Hirsi Ali says the debate gave her hope - she received one letter from a Muslim that read, "I don't know what you started in me, but I am thinking... . "

In the same way, Hirsi Ali explains, she'd like to challenge the beliefs of Black Muslims in America. She finds it as unfathomable that African Americans would convert to Islam as that Jews would convert to Nazism.

"I want to tell them about Darfur," she asserts firmly. "The people in Darfur are being exterminated just because they are black. So [Islam] is also a racist doctrine... . People don't know what's going on in Saudi Arabia. All these palaces are full of black slaves! So the black community here converting to Islam is like converting voluntarily to slavery.

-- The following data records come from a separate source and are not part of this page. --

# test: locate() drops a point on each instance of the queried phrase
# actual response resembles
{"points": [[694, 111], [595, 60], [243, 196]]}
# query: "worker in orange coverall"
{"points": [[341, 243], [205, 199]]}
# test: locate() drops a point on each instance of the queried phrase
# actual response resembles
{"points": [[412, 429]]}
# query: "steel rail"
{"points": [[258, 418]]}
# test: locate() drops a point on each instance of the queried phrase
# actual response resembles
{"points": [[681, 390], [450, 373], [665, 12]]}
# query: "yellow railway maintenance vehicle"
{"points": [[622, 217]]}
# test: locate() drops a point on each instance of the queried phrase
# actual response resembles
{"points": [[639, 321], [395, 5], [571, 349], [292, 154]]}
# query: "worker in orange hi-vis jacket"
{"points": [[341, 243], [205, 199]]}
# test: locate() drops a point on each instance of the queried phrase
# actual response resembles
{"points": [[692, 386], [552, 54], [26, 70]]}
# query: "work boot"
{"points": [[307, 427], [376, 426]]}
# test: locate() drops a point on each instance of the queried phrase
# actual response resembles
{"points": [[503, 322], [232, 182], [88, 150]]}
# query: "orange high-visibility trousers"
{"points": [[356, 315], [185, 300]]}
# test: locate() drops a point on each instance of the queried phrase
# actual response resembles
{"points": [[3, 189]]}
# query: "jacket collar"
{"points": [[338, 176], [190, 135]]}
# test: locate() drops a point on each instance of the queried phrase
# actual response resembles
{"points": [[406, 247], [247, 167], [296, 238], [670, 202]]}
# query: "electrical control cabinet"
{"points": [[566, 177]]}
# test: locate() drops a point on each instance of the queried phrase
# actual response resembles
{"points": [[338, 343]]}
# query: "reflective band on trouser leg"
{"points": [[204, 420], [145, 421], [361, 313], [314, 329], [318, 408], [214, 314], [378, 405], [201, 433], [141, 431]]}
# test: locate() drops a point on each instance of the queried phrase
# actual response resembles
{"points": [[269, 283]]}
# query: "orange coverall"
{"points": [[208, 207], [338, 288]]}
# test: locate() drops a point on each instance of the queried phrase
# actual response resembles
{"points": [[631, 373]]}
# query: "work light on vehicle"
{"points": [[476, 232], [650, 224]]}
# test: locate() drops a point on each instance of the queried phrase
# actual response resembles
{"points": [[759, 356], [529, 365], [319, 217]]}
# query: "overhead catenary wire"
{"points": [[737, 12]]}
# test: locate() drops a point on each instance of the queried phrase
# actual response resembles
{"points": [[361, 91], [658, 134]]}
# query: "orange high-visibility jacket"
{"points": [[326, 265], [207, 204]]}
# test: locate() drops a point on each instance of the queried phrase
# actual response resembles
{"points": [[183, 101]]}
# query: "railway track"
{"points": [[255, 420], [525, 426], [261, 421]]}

"I think if they hear it from a black person," she says hopefully, "it will help."

These days, Hirsi Ali reports, she's working on a book about Enlightenment values - Voltaire remains a great hero. She plans to have it translated into Arabic, Urdu, and other key languages and distributed around the world in video and audio.

"I'm going to resurrect Muhammad, and he's going to have conversations with [British philosopher Karl] Popper and me and [economic theorist Friedrich] Hayek."

Hirsi Ali smiles. "I hope I live long enough to complete it," she says.